LensNet Review (2023-11-12)
High-level goals for an “ideal” LensNet
- Policy quality
- Emits signed per-entry utilities whose sign correlates with the counterfactual ΔNLL benefit of either (a) expanding that entry, or (b) collapsing the block (stride = block_size) that contains it. Today the focus allocator collapses aligned spans—so LensNet must aggregate per-entry collapse scores into block-level decisions. The easy path is to average (or max) over the entries that share a parent and feed that to the allocator; the better path is to let LensNet learn the mapping by supervising the parent block’s ΔNLL on every constituent entry (i.e., copy the collapse label onto all entries that will be collapsed together). Either way, policy quality means the allocator can hand LensNet per-entry scores and still take block-level actions deterministically.

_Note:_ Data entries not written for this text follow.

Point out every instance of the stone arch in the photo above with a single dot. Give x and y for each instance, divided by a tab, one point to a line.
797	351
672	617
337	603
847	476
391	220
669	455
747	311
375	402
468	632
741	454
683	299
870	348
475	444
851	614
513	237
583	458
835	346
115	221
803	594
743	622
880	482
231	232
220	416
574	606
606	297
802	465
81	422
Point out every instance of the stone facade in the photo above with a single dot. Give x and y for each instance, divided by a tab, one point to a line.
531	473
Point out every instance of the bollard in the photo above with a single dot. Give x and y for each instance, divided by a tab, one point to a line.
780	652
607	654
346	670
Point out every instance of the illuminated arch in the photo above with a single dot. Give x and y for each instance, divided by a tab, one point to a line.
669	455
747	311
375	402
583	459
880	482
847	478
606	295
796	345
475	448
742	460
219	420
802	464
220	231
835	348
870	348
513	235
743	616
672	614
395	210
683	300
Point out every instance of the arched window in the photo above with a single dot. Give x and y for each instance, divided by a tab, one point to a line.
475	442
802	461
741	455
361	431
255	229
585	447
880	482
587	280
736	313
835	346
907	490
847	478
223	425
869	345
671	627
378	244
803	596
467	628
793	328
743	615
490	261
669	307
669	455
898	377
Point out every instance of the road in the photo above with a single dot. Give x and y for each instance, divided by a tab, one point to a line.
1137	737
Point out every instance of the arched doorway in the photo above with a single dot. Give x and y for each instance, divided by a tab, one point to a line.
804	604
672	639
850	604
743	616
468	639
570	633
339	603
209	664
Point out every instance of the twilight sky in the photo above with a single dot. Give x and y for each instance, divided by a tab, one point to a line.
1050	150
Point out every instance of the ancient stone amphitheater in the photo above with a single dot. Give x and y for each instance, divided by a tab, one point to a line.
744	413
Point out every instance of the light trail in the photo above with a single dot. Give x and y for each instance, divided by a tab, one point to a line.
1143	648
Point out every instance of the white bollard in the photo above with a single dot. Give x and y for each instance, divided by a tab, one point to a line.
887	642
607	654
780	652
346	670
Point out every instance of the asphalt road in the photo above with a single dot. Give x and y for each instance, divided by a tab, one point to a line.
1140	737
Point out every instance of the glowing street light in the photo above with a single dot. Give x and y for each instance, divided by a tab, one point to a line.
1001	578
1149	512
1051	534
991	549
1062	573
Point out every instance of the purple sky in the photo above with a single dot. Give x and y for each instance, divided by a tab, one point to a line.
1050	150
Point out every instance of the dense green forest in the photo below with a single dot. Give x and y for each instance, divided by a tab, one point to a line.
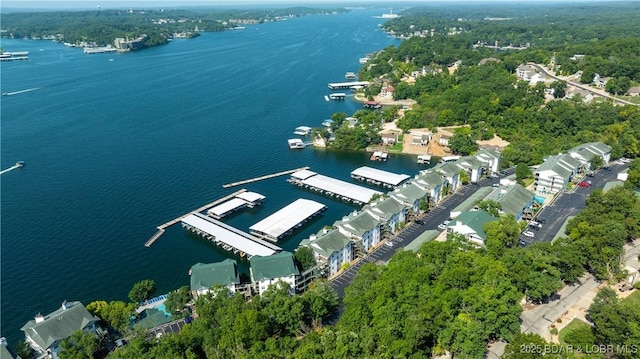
102	26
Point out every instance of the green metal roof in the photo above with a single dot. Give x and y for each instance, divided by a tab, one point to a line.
59	324
562	165
360	223
273	266
387	208
328	243
514	199
476	221
207	275
425	237
409	193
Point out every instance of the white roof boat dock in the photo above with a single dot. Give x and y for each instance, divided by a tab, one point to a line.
302	130
287	219
333	187
348	85
379	177
244	199
295	143
227	237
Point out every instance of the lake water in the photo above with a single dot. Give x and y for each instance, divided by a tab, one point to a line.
117	144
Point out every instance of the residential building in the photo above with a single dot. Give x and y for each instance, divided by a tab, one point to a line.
45	333
273	269
451	173
473	166
331	247
361	227
555	173
471	225
388	211
587	151
513	199
205	276
433	183
490	158
410	195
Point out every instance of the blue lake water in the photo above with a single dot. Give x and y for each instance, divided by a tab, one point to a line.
114	148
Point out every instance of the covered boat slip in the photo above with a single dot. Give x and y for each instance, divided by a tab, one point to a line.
245	199
287	219
379	177
333	187
227	237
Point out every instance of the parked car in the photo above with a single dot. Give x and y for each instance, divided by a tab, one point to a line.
528	234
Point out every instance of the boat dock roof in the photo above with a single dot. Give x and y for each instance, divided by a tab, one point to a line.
377	176
288	218
345	190
229	237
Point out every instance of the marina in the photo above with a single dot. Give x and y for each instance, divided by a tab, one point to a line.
250	180
302	131
286	220
161	228
348	85
242	200
379	156
379	177
14	56
332	187
227	237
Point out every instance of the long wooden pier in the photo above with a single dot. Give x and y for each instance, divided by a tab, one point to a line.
161	228
264	177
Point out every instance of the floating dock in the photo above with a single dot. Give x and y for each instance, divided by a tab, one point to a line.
332	187
379	177
348	85
286	220
161	228
242	200
264	177
227	237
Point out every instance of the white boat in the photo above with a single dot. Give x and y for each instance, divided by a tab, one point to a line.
295	143
302	131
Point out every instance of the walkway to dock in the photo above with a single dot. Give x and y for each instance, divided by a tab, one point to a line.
162	227
263	177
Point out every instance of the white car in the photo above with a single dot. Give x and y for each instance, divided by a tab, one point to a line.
528	234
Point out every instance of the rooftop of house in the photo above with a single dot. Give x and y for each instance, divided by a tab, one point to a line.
274	266
207	275
58	325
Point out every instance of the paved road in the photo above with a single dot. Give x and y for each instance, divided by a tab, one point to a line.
571	203
431	221
580	86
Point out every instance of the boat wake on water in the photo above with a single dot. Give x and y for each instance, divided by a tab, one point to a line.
19	92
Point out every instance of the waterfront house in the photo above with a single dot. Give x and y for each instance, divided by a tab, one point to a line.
388	211
273	269
205	276
433	183
471	225
473	166
330	247
587	151
555	173
490	159
410	195
45	333
361	227
513	199
451	173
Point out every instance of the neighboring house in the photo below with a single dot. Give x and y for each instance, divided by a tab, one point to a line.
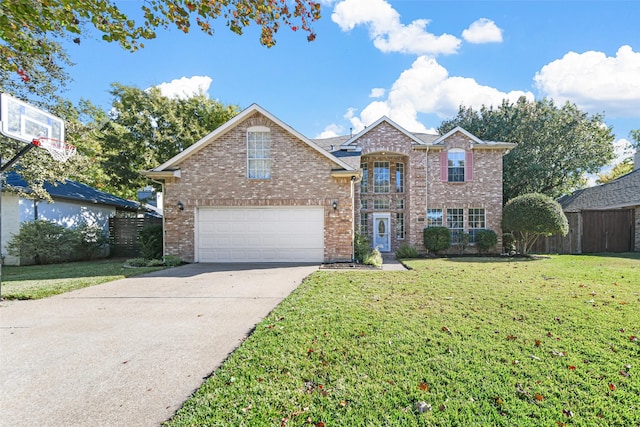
73	203
257	190
604	218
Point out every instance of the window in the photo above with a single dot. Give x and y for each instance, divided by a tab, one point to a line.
477	221
381	204
364	183
380	177
455	165
258	153
400	225
434	218
399	177
455	223
364	223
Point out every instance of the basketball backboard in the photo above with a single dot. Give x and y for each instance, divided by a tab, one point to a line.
26	123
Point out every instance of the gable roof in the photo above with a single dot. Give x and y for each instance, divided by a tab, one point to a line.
75	191
486	144
620	193
172	164
384	119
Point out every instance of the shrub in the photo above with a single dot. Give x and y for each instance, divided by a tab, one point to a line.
486	239
136	262
437	239
532	215
151	241
407	251
508	243
90	241
43	241
373	258
172	260
361	247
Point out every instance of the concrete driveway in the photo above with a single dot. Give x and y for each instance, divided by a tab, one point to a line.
130	352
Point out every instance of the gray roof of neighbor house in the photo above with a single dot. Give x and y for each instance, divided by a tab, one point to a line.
72	190
620	193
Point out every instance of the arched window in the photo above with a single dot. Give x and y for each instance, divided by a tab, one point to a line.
258	152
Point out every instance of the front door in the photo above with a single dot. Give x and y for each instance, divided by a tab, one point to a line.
381	233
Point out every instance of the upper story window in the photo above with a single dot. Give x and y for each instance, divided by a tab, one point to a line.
380	177
399	177
455	165
434	218
364	183
258	152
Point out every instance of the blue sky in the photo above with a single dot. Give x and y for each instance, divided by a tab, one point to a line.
414	61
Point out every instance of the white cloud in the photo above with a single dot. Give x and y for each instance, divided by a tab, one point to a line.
186	87
483	31
595	82
330	131
377	92
427	88
386	30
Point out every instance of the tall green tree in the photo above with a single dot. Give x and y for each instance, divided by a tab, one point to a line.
146	129
557	145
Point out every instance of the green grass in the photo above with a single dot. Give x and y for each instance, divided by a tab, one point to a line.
482	342
40	281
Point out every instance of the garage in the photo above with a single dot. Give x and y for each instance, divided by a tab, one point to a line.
260	234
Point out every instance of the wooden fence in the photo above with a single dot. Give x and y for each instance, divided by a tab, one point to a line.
124	235
592	232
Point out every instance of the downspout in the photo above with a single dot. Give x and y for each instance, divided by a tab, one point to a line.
164	249
354	181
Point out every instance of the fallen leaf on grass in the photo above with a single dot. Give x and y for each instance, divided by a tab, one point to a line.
423	386
423	407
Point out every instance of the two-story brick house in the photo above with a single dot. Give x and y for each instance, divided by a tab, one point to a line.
257	190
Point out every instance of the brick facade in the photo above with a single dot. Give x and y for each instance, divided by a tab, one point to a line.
217	176
424	188
213	172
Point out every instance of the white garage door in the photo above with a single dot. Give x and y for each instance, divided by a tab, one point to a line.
269	234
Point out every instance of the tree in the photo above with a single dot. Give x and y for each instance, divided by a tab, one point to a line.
618	170
146	129
532	215
30	31
556	145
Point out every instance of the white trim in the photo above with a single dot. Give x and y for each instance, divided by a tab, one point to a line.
386	216
226	127
346	145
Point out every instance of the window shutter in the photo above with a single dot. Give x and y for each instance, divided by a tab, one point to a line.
468	163
443	166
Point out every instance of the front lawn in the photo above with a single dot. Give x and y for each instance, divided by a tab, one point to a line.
454	342
39	281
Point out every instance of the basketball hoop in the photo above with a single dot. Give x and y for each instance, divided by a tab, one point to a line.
59	150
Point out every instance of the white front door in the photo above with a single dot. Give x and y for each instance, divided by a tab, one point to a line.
381	232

- Keeps scores calibrated so the focus allocator can trade expansions vs. collapses without thrashing.
- Training loop
- Uses explicit ΔNLL labels (or high-fidelity proxies) collected under the same distribution as deployment.
- Enforces legality masks (LOD0 cannot expand, LODmax cannot collapse) during supervision to avoid teaching LensNet impossible actions.
- Mixes regression + ranking + budget regularization, with clear weighting.
- Runtime performance
- Runs in <3 ms / focus step on 8 k-token WCs.
- Supports bf16 where available, fp32 fallback for stability.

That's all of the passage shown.